The throat singing ensemble Alash will bring the unique music of the Central Asian Republic of Tuva to Ithaca this weekend. The group will be performing at the ABC Café and the Community School of Music and Art. The performances will include a question/answer session on Tuvan music, moderated by Sean Quirk, a Wisconsin native who travels with Alash as a translator.

Alash, which toured the United States in 2006 for the first time, has performed throughout Russia and Europe, adding new insights to the traditional “musical treasures” of Tuva. The music and musicians were featured in the Wall Street Journal and Newsweek online during the 2006 visit.

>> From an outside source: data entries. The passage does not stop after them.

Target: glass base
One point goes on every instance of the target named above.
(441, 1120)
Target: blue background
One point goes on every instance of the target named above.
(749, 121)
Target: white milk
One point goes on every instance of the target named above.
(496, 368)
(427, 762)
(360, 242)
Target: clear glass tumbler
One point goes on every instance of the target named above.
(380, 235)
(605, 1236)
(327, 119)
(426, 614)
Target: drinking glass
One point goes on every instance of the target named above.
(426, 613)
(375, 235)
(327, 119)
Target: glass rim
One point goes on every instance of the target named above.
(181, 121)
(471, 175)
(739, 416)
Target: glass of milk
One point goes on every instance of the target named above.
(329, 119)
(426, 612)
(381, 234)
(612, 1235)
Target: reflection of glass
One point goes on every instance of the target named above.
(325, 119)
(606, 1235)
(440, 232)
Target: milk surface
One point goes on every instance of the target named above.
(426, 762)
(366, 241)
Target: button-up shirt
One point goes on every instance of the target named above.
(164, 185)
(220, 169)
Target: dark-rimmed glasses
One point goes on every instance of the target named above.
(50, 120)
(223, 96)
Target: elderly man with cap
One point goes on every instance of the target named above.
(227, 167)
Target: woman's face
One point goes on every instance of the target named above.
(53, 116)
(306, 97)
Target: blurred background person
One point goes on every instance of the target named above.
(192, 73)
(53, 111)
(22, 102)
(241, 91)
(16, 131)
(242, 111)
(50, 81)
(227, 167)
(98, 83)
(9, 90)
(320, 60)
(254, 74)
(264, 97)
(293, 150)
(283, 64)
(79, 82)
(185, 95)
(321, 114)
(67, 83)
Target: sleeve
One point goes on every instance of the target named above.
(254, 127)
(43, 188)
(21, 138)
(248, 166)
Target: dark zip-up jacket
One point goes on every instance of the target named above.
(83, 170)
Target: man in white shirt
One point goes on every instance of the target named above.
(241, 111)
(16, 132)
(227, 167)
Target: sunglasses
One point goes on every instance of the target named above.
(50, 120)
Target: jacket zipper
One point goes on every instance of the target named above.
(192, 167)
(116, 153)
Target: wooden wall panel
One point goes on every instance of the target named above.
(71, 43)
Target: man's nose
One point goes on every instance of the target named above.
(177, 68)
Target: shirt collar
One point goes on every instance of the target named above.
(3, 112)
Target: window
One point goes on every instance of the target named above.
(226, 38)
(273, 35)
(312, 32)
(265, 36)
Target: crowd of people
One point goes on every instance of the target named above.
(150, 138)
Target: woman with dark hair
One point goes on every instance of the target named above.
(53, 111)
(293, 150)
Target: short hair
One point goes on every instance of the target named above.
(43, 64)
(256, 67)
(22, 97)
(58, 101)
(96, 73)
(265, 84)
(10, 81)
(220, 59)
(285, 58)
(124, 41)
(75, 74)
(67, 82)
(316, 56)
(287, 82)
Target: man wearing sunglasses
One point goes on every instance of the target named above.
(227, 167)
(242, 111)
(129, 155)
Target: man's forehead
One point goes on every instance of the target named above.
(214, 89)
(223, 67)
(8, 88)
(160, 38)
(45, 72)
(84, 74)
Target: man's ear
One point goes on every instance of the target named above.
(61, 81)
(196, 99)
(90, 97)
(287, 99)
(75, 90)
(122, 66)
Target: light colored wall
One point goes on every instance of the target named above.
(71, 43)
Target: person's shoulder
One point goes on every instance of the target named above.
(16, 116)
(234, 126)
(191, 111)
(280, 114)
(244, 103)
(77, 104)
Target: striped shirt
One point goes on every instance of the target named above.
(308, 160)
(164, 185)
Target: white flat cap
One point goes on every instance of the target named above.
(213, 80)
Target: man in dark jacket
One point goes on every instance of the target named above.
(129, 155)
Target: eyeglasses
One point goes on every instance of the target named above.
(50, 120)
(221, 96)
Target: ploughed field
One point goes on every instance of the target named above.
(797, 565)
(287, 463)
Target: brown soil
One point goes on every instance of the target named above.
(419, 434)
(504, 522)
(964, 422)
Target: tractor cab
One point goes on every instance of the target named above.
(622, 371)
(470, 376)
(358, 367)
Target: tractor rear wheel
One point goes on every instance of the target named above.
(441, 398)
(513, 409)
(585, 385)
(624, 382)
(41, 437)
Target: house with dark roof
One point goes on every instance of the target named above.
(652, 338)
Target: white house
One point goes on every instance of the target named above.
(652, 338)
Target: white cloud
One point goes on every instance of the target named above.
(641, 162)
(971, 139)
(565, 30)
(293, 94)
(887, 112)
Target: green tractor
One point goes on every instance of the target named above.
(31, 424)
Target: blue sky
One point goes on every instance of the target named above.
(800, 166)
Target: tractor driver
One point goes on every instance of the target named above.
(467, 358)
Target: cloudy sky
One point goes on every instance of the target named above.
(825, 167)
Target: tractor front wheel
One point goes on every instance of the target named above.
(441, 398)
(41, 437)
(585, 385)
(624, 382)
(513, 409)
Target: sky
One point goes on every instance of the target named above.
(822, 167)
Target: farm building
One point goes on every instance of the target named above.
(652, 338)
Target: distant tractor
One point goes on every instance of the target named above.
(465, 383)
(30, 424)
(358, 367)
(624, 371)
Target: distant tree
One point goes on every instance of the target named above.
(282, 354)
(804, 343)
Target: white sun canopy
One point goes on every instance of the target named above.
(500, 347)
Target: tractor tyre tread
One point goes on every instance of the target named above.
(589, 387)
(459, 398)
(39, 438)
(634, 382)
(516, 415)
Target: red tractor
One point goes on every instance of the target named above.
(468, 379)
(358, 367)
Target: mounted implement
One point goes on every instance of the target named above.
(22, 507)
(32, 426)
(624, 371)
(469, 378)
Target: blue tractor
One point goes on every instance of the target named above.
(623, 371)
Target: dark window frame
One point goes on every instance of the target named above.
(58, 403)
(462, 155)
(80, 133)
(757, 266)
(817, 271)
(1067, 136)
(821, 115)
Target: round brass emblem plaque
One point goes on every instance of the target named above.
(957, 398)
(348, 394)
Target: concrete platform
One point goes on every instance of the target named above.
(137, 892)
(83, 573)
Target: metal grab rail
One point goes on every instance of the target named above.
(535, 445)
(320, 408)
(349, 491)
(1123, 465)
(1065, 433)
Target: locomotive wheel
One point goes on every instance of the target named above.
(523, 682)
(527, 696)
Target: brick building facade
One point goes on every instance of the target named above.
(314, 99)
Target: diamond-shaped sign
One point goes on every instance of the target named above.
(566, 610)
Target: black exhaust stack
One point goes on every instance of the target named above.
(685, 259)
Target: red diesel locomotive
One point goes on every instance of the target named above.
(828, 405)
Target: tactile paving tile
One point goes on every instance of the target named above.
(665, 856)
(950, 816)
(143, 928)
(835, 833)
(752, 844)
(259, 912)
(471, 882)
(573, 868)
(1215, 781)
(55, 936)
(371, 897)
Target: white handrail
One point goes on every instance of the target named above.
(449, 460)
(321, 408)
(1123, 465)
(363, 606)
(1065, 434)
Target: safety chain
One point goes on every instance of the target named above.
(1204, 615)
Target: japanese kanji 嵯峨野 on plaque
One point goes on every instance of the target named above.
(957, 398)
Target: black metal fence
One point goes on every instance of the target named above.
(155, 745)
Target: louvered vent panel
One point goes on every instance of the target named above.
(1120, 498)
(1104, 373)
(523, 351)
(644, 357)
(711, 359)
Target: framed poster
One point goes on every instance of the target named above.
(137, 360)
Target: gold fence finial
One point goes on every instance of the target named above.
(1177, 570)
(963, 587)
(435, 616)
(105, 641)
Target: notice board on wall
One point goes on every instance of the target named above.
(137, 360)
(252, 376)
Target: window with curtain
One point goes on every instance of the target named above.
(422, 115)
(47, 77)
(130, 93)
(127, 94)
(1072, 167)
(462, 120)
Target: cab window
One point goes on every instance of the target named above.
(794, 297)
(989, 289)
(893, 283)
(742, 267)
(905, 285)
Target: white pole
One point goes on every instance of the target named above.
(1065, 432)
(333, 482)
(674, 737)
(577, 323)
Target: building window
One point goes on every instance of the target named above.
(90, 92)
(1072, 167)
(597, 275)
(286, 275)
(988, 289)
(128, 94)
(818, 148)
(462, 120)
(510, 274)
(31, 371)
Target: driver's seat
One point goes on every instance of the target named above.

Throat singing, also called xoomei, is an unusual use of the voice as an instrument, with some similarities to overtone singing. By manipulating their vocal chords, xoomei singers can produce two distinct tones at the same time. In traditional Tuvan music, the singers often use their voices and instruments to create the sounds of their world — bird whistles, bubbling streams, cantering horses and howling wolves — producing a musical portrait of the remote, forested taiga and windswept steppes.

Alash's music is firmly grounded in cultural and spiritual traditions of Tuva, a remote Russian Republic on the Siberian-Mongolian border, but incorporates newer sounds.

The Alash ensemble is among the first of a new generation of Tuvan musicians who have matured in the musically fertile and adventurous post-communist period in Tuva, says ensemble member Mai-ool Sedip. “We like to play within the great range of expression that the tradition offers, finding areas where our knowledge of complex rhythms and western harmonies mesh well with the traditional sound and feel of Tuvan music,” says Sedip.

“We are inspired by the music of our grandparents, and their grandparents, and all the great Tuvan and Central Asian musicians of the post-Soviet era - Tuva Ensemble, Huun-Huur-Tu, Chirgilchin, Sarymai, Andrei Mongush and Alexander Sarzhat-ool,” notes Sedip. “We are also influenced by Sun Ra and Jimi Hendrix. We compose new songs, and arrange songs that we remember from childhood, such as ‘Saryglar.'”

The Alash Ensemble incorporates many seldom-played traditional Tuvan instruments such as the murgu, shoor and limbi (wind instruments) as well as the more common igil and doshpuluur.